窓から見える空は、ぼやけたオレンジも混ざった青から無数の星が瞬く黒へ。そこから再び、明るい青を取り戻していく。

 彩はそれまで、ずっと眠れる彼を見つめていた。自身は全く眠ることなく。

 再びぎいぃっと扉が開かれても、それに振り向くことは無かった。

「あ、彩ちゃん。おはよう……って、もしかして寝てへんの?」

 低くて男らしく、迫力のある声。声だけでも分かる。伊藤だ。

 彩ちゃん疲れてるんとちゃうん? 少し休んだほうがええで?

 丸椅子に腰掛けて言おうとしたそれを、喉まで出かかったところで引っ込める。

 とても言える状況ではない。一晩明けてもまだ繋がれている二つの手を見ると余計に。

 ここへ来てそんな状況を作る行動をした覚えはないのだが、何となく気まずい。

 伊藤はそれを誤魔化そうと、現れた時から右肩にかけているバッグを開けた。

「あ、これ。高山の家に取りに帰ってん。合鍵使こうてな」

 ジーパン、シャツ類、パジャマ上下、下着、各数セット。これらも数が多くなれば重くなるものだが、柔道有段者の伊藤にとっては苦にもならなかった。
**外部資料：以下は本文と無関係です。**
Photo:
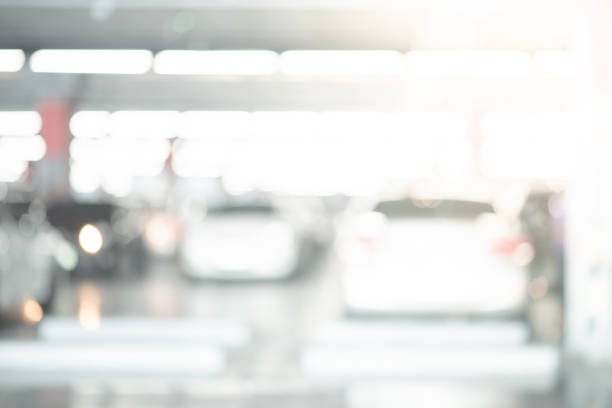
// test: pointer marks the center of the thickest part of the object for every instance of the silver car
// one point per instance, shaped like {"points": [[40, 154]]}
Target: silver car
{"points": [[244, 242]]}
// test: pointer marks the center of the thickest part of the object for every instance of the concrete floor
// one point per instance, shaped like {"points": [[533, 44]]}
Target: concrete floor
{"points": [[265, 371]]}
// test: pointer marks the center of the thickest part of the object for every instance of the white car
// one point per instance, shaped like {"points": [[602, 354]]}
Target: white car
{"points": [[240, 243], [432, 257]]}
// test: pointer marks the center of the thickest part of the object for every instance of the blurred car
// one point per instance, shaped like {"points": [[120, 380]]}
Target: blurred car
{"points": [[241, 242], [433, 258], [32, 255], [108, 237]]}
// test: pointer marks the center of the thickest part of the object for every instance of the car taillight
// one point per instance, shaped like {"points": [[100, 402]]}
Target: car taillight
{"points": [[517, 249]]}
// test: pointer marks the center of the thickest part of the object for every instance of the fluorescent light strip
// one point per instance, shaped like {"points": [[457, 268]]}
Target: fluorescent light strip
{"points": [[15, 123], [59, 358], [330, 62], [407, 333], [526, 362], [225, 62], [11, 60], [438, 394], [92, 61], [473, 64], [147, 124], [128, 330]]}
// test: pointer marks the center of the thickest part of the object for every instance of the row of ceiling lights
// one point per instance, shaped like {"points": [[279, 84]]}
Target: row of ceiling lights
{"points": [[493, 64]]}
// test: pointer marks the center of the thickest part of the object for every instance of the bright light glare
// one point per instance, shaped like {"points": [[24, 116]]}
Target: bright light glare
{"points": [[11, 60], [11, 171], [474, 64], [213, 123], [535, 362], [90, 239], [144, 329], [89, 124], [161, 234], [66, 256], [17, 123], [553, 63], [342, 62], [92, 61], [144, 124], [185, 62], [22, 148], [526, 145]]}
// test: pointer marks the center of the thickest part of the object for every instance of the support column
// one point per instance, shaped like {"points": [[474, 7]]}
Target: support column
{"points": [[51, 174]]}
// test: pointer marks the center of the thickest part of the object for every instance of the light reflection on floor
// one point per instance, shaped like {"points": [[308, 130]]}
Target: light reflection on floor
{"points": [[282, 320]]}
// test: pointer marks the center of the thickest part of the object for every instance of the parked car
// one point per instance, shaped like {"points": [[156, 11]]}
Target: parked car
{"points": [[433, 257], [32, 256], [242, 242]]}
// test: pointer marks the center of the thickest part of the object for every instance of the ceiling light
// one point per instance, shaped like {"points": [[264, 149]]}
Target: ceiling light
{"points": [[188, 62], [91, 61]]}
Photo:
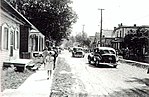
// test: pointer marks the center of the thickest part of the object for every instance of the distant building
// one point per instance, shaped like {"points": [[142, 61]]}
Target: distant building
{"points": [[121, 31]]}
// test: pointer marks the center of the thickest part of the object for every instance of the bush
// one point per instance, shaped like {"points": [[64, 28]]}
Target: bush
{"points": [[12, 79]]}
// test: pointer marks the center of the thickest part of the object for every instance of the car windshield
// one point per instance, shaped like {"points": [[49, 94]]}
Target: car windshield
{"points": [[77, 49], [104, 51]]}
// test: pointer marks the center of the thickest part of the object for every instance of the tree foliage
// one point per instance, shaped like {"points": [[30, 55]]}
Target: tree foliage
{"points": [[53, 18]]}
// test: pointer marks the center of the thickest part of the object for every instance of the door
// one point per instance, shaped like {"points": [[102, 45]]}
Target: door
{"points": [[11, 43]]}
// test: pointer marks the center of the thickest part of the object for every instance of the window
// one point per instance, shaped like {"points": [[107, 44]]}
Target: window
{"points": [[5, 38], [16, 38]]}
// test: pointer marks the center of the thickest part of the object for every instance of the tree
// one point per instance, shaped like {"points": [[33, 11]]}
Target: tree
{"points": [[53, 18]]}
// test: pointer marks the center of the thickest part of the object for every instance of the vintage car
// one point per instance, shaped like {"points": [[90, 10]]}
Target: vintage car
{"points": [[103, 55], [78, 52]]}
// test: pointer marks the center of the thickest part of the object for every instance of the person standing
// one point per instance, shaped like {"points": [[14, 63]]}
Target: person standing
{"points": [[55, 56], [44, 54], [49, 64]]}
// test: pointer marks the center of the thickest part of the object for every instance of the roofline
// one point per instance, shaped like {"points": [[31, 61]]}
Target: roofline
{"points": [[143, 26], [32, 26]]}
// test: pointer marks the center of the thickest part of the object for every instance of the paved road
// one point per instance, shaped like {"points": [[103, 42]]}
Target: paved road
{"points": [[123, 81]]}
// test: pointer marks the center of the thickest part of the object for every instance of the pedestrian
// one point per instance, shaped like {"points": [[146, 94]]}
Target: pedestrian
{"points": [[55, 56], [49, 64], [44, 54]]}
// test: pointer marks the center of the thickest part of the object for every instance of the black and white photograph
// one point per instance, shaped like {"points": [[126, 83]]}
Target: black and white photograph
{"points": [[74, 48]]}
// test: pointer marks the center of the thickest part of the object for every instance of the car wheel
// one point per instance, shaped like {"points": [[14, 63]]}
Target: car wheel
{"points": [[114, 66], [89, 60]]}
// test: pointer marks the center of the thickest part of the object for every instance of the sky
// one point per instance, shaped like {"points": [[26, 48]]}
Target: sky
{"points": [[128, 12]]}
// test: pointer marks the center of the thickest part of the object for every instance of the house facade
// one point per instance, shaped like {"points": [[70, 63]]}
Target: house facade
{"points": [[15, 32], [121, 31]]}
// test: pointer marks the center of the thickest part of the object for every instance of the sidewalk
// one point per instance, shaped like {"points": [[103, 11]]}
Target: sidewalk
{"points": [[36, 85], [136, 63]]}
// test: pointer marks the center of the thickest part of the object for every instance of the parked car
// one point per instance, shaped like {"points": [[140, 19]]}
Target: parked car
{"points": [[103, 55], [78, 52]]}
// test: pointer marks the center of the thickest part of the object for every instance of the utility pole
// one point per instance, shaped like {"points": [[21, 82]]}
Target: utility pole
{"points": [[83, 29], [101, 28], [83, 34]]}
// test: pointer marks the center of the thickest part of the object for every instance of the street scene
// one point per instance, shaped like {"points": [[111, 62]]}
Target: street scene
{"points": [[73, 48]]}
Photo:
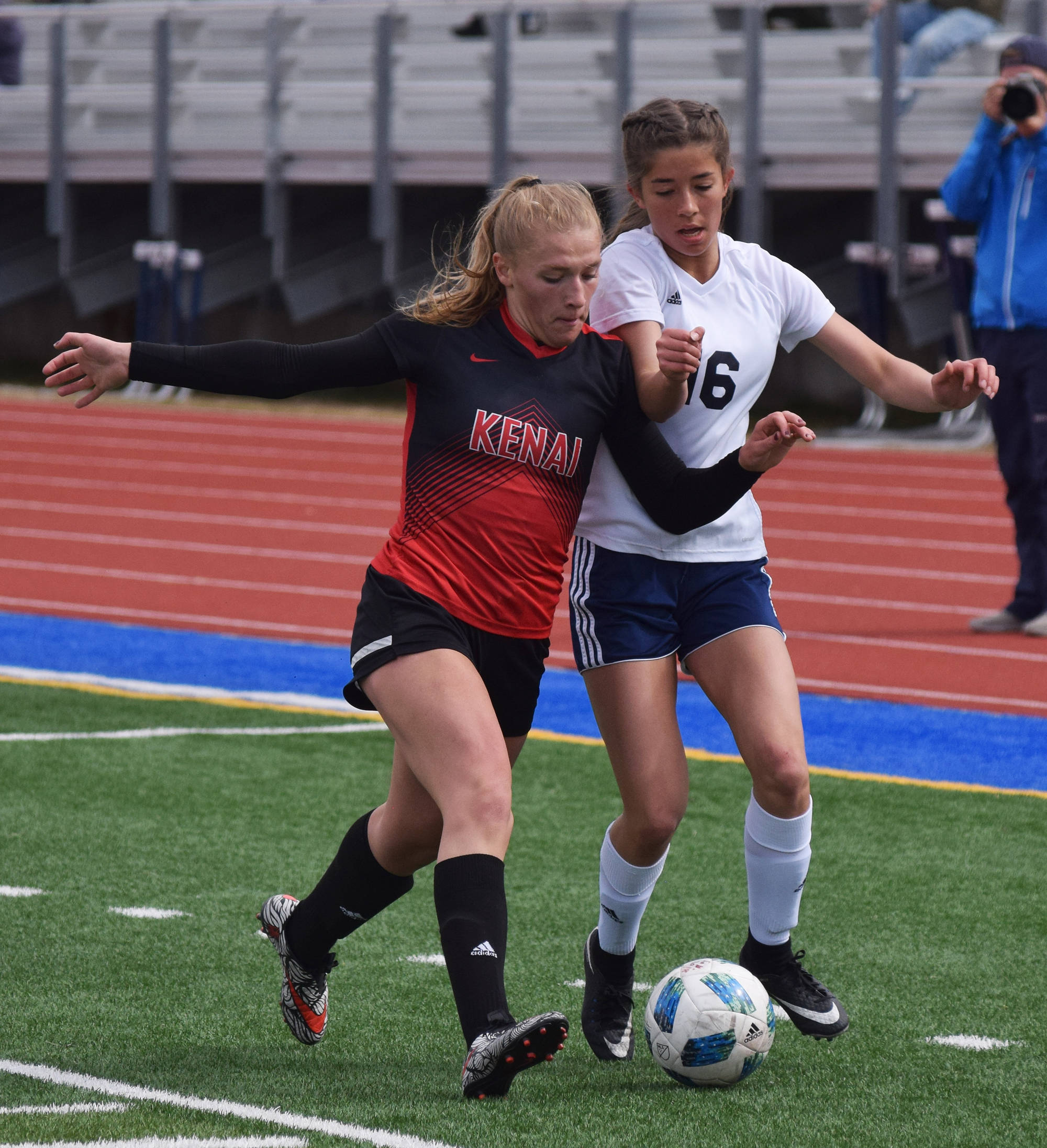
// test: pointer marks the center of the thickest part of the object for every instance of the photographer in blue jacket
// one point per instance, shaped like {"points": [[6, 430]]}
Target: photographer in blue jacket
{"points": [[1000, 183]]}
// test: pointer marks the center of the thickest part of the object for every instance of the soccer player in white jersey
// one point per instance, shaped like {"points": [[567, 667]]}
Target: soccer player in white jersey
{"points": [[703, 317]]}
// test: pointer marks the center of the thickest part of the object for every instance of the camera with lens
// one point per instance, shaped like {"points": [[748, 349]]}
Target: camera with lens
{"points": [[1020, 97]]}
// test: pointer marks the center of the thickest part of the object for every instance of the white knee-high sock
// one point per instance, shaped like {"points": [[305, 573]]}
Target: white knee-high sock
{"points": [[777, 854], [625, 892]]}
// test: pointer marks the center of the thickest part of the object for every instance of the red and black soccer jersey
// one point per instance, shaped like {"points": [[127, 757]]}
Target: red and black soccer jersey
{"points": [[498, 447]]}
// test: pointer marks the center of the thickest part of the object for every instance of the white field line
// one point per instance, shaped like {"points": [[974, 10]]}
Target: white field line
{"points": [[184, 426], [147, 913], [309, 702], [173, 1143], [837, 600], [227, 495], [855, 488], [975, 1044], [168, 447], [909, 572], [163, 616], [888, 540], [904, 691], [228, 470], [276, 525], [200, 548], [127, 735], [896, 516], [276, 1116], [923, 647], [64, 1109], [222, 583]]}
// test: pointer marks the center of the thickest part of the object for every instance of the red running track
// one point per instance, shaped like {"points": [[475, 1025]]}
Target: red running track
{"points": [[254, 523]]}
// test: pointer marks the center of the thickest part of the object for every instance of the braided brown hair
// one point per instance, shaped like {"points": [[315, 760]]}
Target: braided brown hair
{"points": [[665, 124]]}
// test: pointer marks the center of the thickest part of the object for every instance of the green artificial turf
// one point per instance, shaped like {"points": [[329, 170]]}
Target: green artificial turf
{"points": [[925, 912]]}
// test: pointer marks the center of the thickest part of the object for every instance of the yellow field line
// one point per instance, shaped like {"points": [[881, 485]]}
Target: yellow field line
{"points": [[540, 735]]}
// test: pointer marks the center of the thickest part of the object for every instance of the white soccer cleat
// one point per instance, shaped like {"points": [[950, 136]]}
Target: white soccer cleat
{"points": [[304, 995]]}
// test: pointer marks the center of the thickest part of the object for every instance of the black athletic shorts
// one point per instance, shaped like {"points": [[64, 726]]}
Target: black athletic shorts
{"points": [[394, 620]]}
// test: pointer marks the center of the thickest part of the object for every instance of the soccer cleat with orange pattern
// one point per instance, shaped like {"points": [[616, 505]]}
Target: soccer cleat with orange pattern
{"points": [[304, 995]]}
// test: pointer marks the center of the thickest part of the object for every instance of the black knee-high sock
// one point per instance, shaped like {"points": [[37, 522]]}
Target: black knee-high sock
{"points": [[354, 889], [470, 896]]}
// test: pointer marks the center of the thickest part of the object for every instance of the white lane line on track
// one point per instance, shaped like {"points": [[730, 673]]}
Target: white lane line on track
{"points": [[975, 1044], [888, 540], [155, 465], [162, 616], [1000, 522], [858, 488], [168, 447], [227, 495], [310, 702], [894, 470], [171, 1141], [114, 1106], [222, 583], [903, 691], [185, 516], [203, 548], [130, 735], [183, 425], [378, 1137], [147, 913], [925, 647], [836, 600], [909, 572]]}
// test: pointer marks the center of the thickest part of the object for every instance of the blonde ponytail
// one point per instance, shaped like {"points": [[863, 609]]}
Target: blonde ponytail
{"points": [[466, 286]]}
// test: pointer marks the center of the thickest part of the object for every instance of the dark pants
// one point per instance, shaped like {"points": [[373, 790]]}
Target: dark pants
{"points": [[1020, 421]]}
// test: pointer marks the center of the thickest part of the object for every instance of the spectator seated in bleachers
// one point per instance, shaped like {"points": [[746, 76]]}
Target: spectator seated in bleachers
{"points": [[935, 31]]}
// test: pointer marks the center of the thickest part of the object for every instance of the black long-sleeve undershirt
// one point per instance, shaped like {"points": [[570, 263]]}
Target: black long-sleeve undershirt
{"points": [[676, 498]]}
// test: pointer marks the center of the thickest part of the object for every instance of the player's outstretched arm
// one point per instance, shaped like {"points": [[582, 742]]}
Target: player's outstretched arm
{"points": [[87, 366], [249, 368], [900, 383]]}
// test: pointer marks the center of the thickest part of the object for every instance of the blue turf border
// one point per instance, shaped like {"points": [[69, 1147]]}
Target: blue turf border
{"points": [[885, 737]]}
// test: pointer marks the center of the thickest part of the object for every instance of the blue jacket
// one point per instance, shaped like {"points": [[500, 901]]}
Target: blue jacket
{"points": [[1003, 187]]}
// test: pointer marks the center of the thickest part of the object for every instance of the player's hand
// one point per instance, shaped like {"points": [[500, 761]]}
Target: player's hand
{"points": [[680, 353], [992, 100], [772, 439], [87, 363], [960, 383]]}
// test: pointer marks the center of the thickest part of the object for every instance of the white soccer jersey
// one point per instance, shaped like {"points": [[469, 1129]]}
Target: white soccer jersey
{"points": [[751, 304]]}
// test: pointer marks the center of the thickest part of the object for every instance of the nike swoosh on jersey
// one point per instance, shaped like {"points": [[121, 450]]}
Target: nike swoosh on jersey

 それらが耳に、目に入っているのかいないのか、彩はただ黙って高山を見るばかりだった。

「そういえば」

 その彩に全く構うことなく、伊藤は口を動かし続けた。

「あいつの家、カップ麺やコンビニ弁当とかのゴミが全然無くて生活感ゼロやった。それより」

 自分だってこんなことを彩に報告する必要はないと分かっている。

 分かっていても、口を動かしていないと不安でたまらなかった。

 この重い雰囲気に押し潰されて、自分が自分で無くなるような気がして。

「睡眠薬の空箱が多かった気がする。あいつ、結構ナイーブなところがあるから睡眠不足になりがちやったんやろな。それとも、まさかとは思うけど……」

 流石に、それ以上を口にすることはできなかった。怖かった。

 彩はまだ、黙って高山を見るばかりだった。

 重い沈黙が部屋を包む。が、ふと彩が首を動かしたことにより状況は一変した。

「伊藤さん? いつからいたんですか?」

 どうやら彩は、伊藤が入ってきたことすら分からなかったようである。

 何とも寂しいような、しかし救われたような。二つの感情が伊藤の中で交錯した。

「あ、あの。伊藤さん、病院の中をうろついていないんですよね?」

 伊藤は首を縦に振った。事実だったから。

「この病院、高山さんのお父さんも入院しているんです。だから今日も高山さんのお母さんがここに来ているはずなんです」

 伊藤もまた、その話は人伝に聞いていた。だがとっくに知っているとは言わなかった。

「もし高山さんのお母さんに会うことがあっても、このことは内緒にしてくれませんか? 唯でさえ自分の旦那さんのことがあるのに、息子までこんなことになってしまったって知ったら――」

 震えた彩はそれ以上を口にすることができなかった。それを察した伊藤は何を言うでもなく、黙ってうなずいた。そして、藤井と森下にも言うておくからと続けた。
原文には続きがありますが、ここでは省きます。